Matches all possible non-overlapping sets of operators and their data dependencies (pattern) in the Graph of a GraphModule (gm), then replaces each of these matched subgraphs with another subgraph (replacement).

Parameters:
Returns:

A list of Match objects representing the places in the original graph that pattern was matched to. The list is empty if there are no matches. Match is defined as:

class Match(NamedTuple):
    # Node from which the match was found
    anchor: Node
    # Maps nodes in the pattern subgraph to nodes in the larger graph
    nodes_map: Dict[Node, Node]

Return type:

List[Match]

Examples:

import torch
from torch.fx import symbolic_trace, subgraph_rewriter


class M(torch.nn.Module):
    def __init__(self) -> None:
        super().__init__()

    def forward(self, x, w1, w2):
        m1 = torch.cat([w1, w2]).sum()
        m2 = torch.cat([w1, w2]).sum()
        return x + torch.max(m1) + torch.max(m2)


def pattern(w1, w2):
    return torch.cat([w1, w2])


def replacement(w1, w2):
    return torch.stack([w1, w2])


traced_module = symbolic_trace(M())

subgraph_rewriter.replace_pattern(traced_module, pattern, replacement)

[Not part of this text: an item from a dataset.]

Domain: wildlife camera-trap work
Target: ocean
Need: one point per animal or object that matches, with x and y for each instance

The above code will first match pattern in the forward method of traced_module. Pattern-matching is done based on use-def relationships, not node names. For example, if you had p = torch.cat([a, b]) in pattern, you could match m = torch.cat([a, b]) in the original forward function, despite the variable names being different (p vs m).

The return statement in pattern is matched based on its value only; it may or may not match to the return statement in the larger graph. In other words, the pattern doesn’t have to extend to the end of the larger graph.

When the pattern is matched, it will be removed from the larger function and replaced by replacement. If there are multiple matches for pattern in the larger function, each non-overlapping match will be replaced. In the case of a match overlap, the first found match in the set of overlapping matches will be replaced. (“First” here being defined as the first in a topological ordering of the Nodes’ use-def relationships. In most cases, the first Node is the parameter that appears directly after self, while the last Node is whatever the function returns.)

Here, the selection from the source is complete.